Roast 225 g paneer (cubed), 1 green pepper (cubed), and 40 g onion (chopped) in a large frying pan with 1 teaspoon of 2 teaspoon oil. Cook, stirring regularly, until the ingredients are slightly charred on all sides. Once cooked, remove from the pan and set aside.
Cook the curry in the same pan, adding another 1 tsp of oil. Over medium heat, add 2 green chillies (sliced), 3 spring onions whites, 1 inch ginger (minced), 3 cloves garlic (minced), and 1 teaspoon coriander stems (chopped). Saute for 30 seconds or until aromatic. Immediately add 1 tablespoon hot sauce, 1 tablespoon soy sauce, 1 teaspoon sugar, and a dash of water. Stir.
Make the cornflour slurry by mixing 3 teaspoon cornflour and 3 teaspoon water.
Thicken and reduce the curry by adding the cornflour slurry to the pan along with an extra 300 ml water. Stir immediately and don't stop stirring until the curry gets thick and smooth. At this point, add the paneer, capsicum, and onion back into the pan. Warm through and then turn off the heat.

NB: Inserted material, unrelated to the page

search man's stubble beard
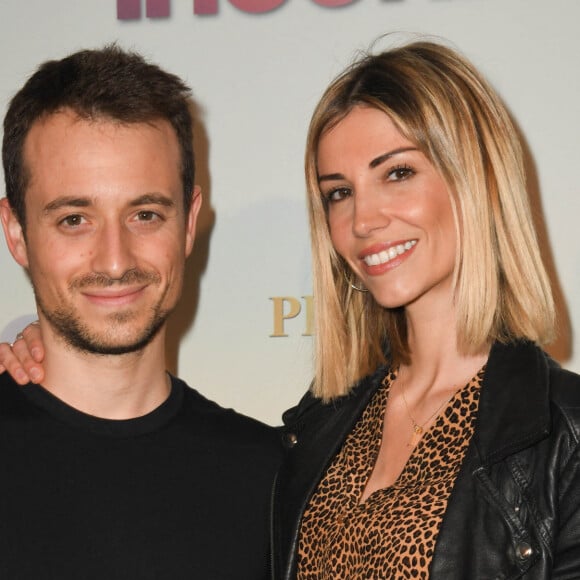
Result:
[36,270,172,355]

To make the wonton crisps, cut 5 wonton sheets into long pieces. Either deep fry in 1 litre oil or air fry until golden.
Serve garnished with 1 spring onion, greens as an appetizer or alongside fried rice or noodles for a main course.
Notes
To make dry chilli paneer, don't add water, just the cornflour slurry. The result will be thick, with no sauce/gravy.